The SQL Server databases could have a bunch of data and log files. However, just one of these files could be the primary data file. Different than these system files are the Filegroups that work as logical containers for the data files.
As there is a partition of data made and then it is archived, it’s quite fair that the whole process does require understanding. The whole archive process starts by exporting the data from the source of data to a staging area where the database should be residing on a different SQL server.
Apparently, the disk space that is allocated to a data file is divided into page where every fundamental unit of the data storage in SQL Server.
On average, the size of the database page is 8kb and when you insert any data in the SQL server database, it helps you save the data to a series of pages that are present in the data file.
In case the multiple data files exist within a filegroup, the SQL server starts allocating the pages to all the data files that are based on a round-robin mechanism.
This means that if we are inserting data into a table, the SQL server is allocating the pages first to the data file 1 and then to data file 2 and back to data file 1. This archiving is done by the process of an algorithm, Proportional Fill.
The algorithm is used during allocating the pages for all the data files to allocate space around the same time. It even helps in determining the total information that should be written to each of the data files in a multi-file filegroup just based on the amount of free space that each file contains.
This allows the files to become full at around the same time. It works based on the free space that is available within a file.
For the physical storage of a table, the rows are divided into a series of partitions where the partition size is defined by the user. However, all the rows are in a single partition by default.
A table is further split into a variety of partitions to spread a database over a cluster where the rows in every partition are stored in the heap structure (or a B-tree).

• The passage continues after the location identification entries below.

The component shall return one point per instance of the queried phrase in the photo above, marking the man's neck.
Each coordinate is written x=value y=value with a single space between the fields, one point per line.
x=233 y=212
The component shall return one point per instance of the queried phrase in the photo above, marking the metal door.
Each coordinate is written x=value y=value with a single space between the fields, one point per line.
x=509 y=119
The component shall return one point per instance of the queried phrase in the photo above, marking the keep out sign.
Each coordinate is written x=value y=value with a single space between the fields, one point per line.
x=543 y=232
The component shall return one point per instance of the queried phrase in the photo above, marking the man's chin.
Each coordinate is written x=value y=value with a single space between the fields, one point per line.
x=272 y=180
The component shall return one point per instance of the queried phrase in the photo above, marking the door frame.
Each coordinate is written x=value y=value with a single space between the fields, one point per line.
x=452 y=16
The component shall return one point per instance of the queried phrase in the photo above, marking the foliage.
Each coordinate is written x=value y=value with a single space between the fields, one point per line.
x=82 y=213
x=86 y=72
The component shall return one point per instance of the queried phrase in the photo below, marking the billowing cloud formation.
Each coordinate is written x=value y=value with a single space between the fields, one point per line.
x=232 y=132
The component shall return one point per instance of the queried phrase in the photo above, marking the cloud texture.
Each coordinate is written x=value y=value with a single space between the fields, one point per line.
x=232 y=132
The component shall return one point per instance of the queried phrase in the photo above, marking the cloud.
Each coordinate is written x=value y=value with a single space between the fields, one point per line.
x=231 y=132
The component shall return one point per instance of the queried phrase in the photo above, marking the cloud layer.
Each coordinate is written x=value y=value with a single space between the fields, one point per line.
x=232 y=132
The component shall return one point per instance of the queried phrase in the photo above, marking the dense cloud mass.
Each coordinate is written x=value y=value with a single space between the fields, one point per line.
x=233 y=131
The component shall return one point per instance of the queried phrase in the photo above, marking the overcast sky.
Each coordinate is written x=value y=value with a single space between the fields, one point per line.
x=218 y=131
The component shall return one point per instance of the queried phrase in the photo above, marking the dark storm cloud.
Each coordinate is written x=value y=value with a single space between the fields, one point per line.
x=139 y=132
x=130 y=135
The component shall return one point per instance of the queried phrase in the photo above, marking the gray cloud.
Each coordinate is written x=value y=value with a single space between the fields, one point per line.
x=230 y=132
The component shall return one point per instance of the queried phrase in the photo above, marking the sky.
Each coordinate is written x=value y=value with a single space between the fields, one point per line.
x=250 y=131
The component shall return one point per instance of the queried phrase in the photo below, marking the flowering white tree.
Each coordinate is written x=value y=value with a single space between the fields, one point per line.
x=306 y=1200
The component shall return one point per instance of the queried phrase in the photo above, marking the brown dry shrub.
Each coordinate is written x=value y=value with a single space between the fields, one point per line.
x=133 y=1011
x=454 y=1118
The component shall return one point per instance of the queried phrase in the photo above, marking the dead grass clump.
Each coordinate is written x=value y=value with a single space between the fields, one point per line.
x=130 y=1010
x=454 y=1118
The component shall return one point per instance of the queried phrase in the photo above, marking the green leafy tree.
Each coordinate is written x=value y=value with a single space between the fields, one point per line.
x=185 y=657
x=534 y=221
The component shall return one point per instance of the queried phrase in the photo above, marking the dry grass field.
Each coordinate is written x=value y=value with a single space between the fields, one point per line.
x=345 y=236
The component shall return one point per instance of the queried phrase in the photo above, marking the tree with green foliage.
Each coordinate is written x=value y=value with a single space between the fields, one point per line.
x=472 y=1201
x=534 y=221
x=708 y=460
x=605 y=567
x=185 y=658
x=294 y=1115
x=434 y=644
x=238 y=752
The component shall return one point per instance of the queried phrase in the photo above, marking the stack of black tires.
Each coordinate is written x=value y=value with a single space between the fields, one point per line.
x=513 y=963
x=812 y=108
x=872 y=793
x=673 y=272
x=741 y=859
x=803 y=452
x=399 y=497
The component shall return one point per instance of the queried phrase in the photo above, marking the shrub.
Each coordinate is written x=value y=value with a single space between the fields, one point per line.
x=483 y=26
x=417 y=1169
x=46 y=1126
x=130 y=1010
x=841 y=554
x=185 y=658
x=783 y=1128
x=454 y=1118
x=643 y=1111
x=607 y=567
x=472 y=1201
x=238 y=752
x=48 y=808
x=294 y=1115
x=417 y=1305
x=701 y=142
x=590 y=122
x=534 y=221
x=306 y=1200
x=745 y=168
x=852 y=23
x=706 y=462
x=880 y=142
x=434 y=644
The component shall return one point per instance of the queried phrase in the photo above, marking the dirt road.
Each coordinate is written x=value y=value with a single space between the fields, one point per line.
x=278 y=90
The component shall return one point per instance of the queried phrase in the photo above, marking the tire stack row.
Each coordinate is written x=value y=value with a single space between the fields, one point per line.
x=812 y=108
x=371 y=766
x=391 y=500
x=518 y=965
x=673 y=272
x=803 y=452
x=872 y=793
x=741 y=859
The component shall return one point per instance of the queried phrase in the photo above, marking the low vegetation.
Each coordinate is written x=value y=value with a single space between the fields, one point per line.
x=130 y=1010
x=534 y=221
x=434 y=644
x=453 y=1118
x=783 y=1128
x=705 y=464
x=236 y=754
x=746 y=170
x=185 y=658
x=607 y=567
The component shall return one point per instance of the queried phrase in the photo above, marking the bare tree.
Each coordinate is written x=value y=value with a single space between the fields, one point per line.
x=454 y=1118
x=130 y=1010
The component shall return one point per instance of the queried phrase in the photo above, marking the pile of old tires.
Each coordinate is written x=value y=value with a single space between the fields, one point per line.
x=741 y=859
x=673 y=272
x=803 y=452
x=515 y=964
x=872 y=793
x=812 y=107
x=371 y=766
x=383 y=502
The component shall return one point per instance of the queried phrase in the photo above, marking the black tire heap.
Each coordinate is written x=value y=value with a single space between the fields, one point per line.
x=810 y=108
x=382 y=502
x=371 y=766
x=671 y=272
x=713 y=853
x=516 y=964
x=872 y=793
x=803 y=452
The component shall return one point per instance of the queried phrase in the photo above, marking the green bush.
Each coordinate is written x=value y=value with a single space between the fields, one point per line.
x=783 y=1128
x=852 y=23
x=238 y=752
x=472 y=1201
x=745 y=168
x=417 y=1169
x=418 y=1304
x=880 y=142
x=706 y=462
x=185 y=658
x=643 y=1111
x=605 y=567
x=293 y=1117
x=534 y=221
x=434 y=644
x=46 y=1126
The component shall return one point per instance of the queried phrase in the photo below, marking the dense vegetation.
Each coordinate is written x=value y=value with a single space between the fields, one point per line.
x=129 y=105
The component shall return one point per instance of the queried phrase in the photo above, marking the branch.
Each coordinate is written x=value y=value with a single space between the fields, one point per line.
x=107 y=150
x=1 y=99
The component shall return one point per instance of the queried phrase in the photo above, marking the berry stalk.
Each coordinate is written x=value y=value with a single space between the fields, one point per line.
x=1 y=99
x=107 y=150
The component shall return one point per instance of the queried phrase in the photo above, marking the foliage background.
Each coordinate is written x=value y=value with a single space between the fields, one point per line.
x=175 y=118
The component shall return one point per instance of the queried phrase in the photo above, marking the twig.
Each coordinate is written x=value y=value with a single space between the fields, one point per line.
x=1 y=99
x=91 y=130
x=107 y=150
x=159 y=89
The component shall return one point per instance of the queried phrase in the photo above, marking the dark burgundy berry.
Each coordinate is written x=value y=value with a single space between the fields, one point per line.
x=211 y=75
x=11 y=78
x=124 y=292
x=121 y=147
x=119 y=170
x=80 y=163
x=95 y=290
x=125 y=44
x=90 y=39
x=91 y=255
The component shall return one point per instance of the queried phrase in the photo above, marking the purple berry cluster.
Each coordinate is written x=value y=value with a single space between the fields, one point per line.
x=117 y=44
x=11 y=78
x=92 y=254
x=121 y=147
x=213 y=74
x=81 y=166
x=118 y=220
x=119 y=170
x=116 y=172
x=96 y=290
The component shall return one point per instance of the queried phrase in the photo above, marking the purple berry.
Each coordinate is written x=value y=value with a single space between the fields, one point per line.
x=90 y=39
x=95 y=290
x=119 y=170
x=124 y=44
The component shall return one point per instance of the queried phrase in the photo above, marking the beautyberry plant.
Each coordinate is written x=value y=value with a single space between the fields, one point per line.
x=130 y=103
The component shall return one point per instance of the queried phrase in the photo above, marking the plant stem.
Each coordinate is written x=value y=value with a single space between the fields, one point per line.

In case the table has an associated index that allows the rows to be retrieved sooner, then the rows would be stored in order as per their index values where a B-tress provides the index.
The leaf nodes of the leaves contain the data whereas the rest of the nodes store the index values for the leaf data that could be accessed from the respective nodes.
In case the index is non-clustered, then the rows aren’t sorted as per the index keys which has the same storage structure as that of an indexed table.
A table that doesn’t have an index is stored in an unordered heap structure where both the heaps and B-trees could span a variety of allocation units.